Elaine Chao: Chinese workers helped build this country, let’s make them part of our folklore

It’s rare that life hands us the opportunity to add a positive narrative to the history books. But there was just such an opportunity recently, when I was given a platform at the 150th Anniversary of the Golden Spike to honor the 12,000 or more workers of Chinese ancestry who played a key role in building the first transcontinental railroad. These men, nearly 80% of the workforce of the Central Pacific Railroad, endured merciless, harsh, and dangerous conditions to build one of the greatest pieces of infrastructure in our country’s history. Digging and tunneling through the Sierra Nevada mountains with rudimentary tools, many lost their lives. But instead of gratitude for their sacrifice, state and federal laws were passed preventing men and women of Chinese ancestry from becoming American citizens or immigrating to the U.S.

So much has changed in the 150 years since. The Chinese exclusion laws have been repealed and our country has moved forward, becoming the diverse nation it is today. But for more than a century and a half, the Chinese American community has waited patiently for the contributions of the Chinese transcontinental railroad workers to be fully acknowledged and honored.

On May 10, 2019, proper recognition finally came. It was a reminder that as our country becomes more diverse, there is a tremendous hunger out there for the achievements of all the groups who helped make America great to be recognized and celebrated.

That’s a sentiment I hear more and more from the Asian Pacific American community, which is one of the fastest growing in this country. In just 50 years, Asian Pacific Americans have gone from approximately 1% to nearly 7% of our country’s population. They take pride in the fact that, with their emphasis on strong families, education, and hard work, Asian Pacific Americans are contributing much to the growth and strength of our country. Just look at the unemployment rate for Asian Pacific Americans: an astonishingly low 2.2%. Many Asian Pacific Americans find great comfort that someone in the president’s Cabinet looks like them and shares their journey.

Yet for all their success, Asian Pacific Americans can still feel uncomfortable. At the Golden Spike ceremonies, I heard from Asian Americans who felt that for too long their ancestors’ contributions have been relegated to a mere footnote in history.

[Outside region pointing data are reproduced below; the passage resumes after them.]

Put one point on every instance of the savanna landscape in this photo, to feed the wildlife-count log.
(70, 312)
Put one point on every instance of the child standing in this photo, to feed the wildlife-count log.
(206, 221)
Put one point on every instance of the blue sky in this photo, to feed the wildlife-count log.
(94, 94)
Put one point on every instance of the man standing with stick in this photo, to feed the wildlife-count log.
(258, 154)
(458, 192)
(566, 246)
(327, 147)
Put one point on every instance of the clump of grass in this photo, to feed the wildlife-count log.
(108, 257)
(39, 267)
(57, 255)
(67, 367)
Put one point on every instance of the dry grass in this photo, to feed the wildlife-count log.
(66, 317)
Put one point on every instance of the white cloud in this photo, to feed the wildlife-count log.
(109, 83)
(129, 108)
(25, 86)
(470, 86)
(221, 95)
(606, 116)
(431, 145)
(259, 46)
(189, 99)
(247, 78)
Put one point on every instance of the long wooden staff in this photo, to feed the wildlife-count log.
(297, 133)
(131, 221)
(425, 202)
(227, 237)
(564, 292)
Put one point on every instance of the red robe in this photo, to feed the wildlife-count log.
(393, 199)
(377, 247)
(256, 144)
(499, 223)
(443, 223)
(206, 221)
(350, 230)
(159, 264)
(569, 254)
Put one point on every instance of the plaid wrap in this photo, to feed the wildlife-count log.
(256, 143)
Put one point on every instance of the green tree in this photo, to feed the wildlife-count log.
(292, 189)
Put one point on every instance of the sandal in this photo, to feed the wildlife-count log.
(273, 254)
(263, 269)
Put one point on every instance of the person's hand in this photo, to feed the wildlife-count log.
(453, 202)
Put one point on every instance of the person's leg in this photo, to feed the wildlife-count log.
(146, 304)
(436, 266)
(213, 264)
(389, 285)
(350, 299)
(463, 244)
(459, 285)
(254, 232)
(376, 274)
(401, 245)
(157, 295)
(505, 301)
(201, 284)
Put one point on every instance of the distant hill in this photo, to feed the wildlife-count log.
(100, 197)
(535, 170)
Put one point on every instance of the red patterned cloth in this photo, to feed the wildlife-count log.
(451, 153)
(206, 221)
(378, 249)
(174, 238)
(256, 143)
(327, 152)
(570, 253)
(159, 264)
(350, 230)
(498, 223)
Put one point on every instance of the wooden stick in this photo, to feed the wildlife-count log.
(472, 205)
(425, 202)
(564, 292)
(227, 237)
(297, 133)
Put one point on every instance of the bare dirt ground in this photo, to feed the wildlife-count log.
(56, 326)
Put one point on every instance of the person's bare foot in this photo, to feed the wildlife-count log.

Popular culture does not always make the distinction between Chinese Americans (who were either born here or made the free choice to become American citizens) and Chinese nationals. Other Asian Americans are increasingly dismayed at quota systems designed to limit their children’s access to a first-class education. To a community that has experienced so many historical obstacles to becoming full-fledged Americans, these developments have the all-too-familiar ring of the past.

This administration is leading by establishing a special initiative, the White House Initiative on Asian Americans and Pacific Islanders (of which I am co-chair) to help advance the economic empowerment of Asian Americans and Pacific Islanders. An executive order has also been issued affirming the principle that access to higher education must respect merit, and not diminish those who have sacrificed, invested in themselves, and achieved academic excellence. These actions address deep aspirations within the Asian Pacific American community.

But there is always more that can be done. Recognizing the seminal contribution of the Chinese transcontinental railroad workers is a good start to a more inclusive history. My hope is that their astounding achievement will become part of American folklore, known to every schoolchild and every American, in recognition of the vast and wonderful coat of many colors that makes our nation great.

Elaine Chao is secretary of transportation.